College community members have two options to provide their feedback. The first is through the online survey and the second is by attending one of four feedback sessions in which participants can meet committee members and be guided through the online survey process and ask questions. The feedback session dates are 12:10–1 p.m. Feb. 25 in Textor 101, 5–6 p.m. Feb. 25 in the Taughannock Falls Room, 12:10–1 p.m. Feb. 27 in Textor 101 and 5–6 p.m. Feb. 27 in Textor 101.
Continuing student scholarships available for next academic year
The following scholarships are available for continuing students for the 2020–21 academic year.
The Walter Bradhering ’79 and Daniel Kluchinski Scholarship is awarded to one sophomore, junior or senior in the Roy H. Park School of Communications in good academic standing with academic promise and financial need. Recipients must show service, leadership or commitment to the LGBTQ community. Preference will be given to a self-identified LGBTQ student. For those who think they qualify, submit their name, email address and a paragraph detailing service, leadership or achievement to the LGBTQ community by March 20 to Luca Maurer at firstname.lastname@example.org.
The Nathan L. Lewis Memorial Scholarship is for a student who has studied in a Jewish day school for a minimum of four years and a maximum of 12 years and who has demonstrated financial need. For those who think they qualify, submit their name, email address and the name of the Jewish day school where they studied by March 20 to Jessica Fernando at email@example.com.
The Erin Marie Masling Memorial Scholarship is awarded to a sophomore, junior or senior with a grade point average of 3.0 or greater. It was established to support and assist a student to live their life to the fullest, having overcome or managed a chronic illness or physical disability, as Masling did. Financial need is not a consideration. For those who think they qualify, submit their name and email by March 20 to Jessica Fernando at firstname.lastname@example.org.
IC to host Jewish social justice group to discuss anti-Semitism
A workshop session led by Avodah, a Jewish social justice organization, from 5 to 7 p.m.
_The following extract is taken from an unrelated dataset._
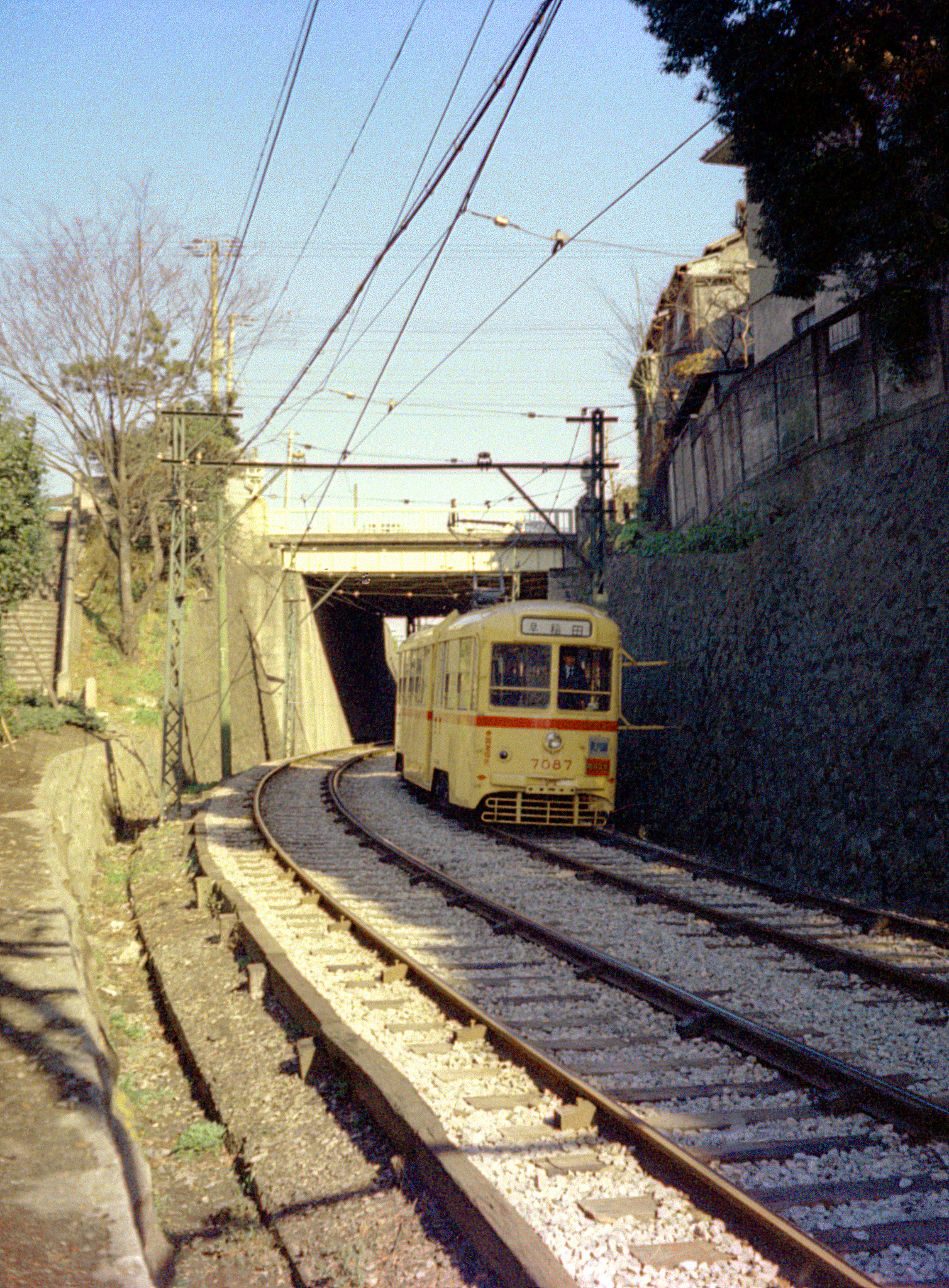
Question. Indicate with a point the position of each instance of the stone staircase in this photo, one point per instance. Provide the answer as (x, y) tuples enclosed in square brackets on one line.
[(39, 620)]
March 3 in the Muller Chapel will build a shared understanding of anti-Semitism in participants’ lives and within the broader context of the contemporary United States, particularly at this political moment.
This session will also help participants to think about how anti-Semitism connects to other forms of oppression and identify some patterns and internalized forms of anti-Semitism. At the close of the session, everyone will unpack what they will have learned together. A vegetarian dinner will be served.
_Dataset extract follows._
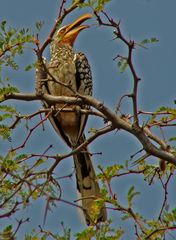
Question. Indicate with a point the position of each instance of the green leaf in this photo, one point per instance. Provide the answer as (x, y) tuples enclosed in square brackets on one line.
[(28, 67), (3, 25), (122, 64), (131, 194), (39, 25)]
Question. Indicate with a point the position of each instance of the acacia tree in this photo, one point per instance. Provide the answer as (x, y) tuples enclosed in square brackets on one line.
[(26, 177)]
College to hold annual national video game music conference
The North American Conference on Video Game Music (NACVGM) is an academic conference that brings together North American scholars to discuss music in video games. The seventh annual NACVGM will take place April 4–5 in Hockett Family Recital Hall in the James J. Whalen Center for Music. Registration for the conference is free for students, faculty and staff.
The conference’s keynote speaker will be Enongo Lumumba-Kasongo, aka SAMMUS, a rap artist and producer from Ithaca with a Ph.D. in science and technology studies from Cornell University. She is currently a postdoctoral fellow at Brown University in its music department. This year’s NACVGM will include a concert featuring arrangements of video game music as well as music inspired by video games, including a performance by SAMMUS. The concert is free and open to the public and will take place at 8:15 p.m. April 4 in Ford Hall.
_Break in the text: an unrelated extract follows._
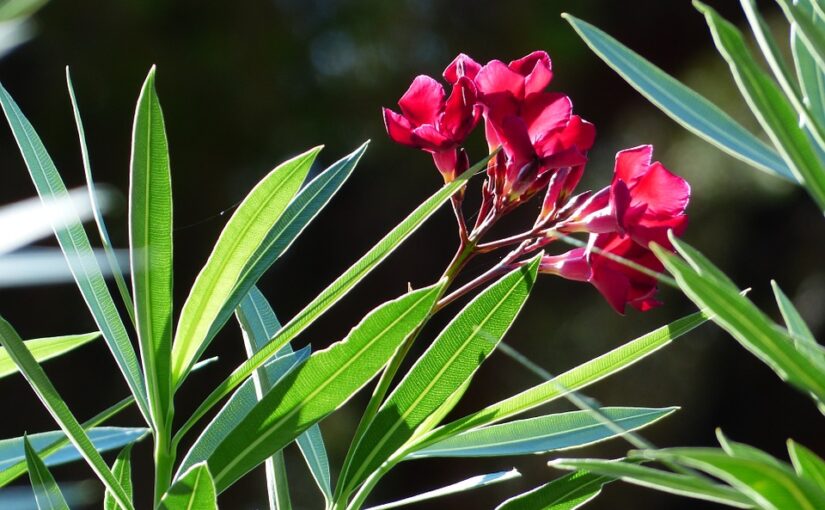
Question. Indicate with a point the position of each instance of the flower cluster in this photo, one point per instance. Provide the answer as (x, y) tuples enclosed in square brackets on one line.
[(537, 143)]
IC professor publishes article on inclusiveness in archaeology
Jennifer Muller, associate professor and chair of the Department of Anthropology, published an article titled “Reflecting on a More Inclusive Bioarchaeology,” which provides the commentary for a thematic series in the January issue of Historical Archaeology.
Muller’s commentary focuses on one collective story that emerged from the articles in the special series — a story that disrupts cultural violence and moves toward inclusivity in historical bioarchaeology. She highlights that these contributions interrogate omissions, erasures and hegemonic narratives.
They include the works of scholars of color as central to the bioarchaeological canon and engage with living communities as knowledge producers integral to investigations of past peoples. Therefore, they explicate vital steps toward an inclusive critical bioarchaeology.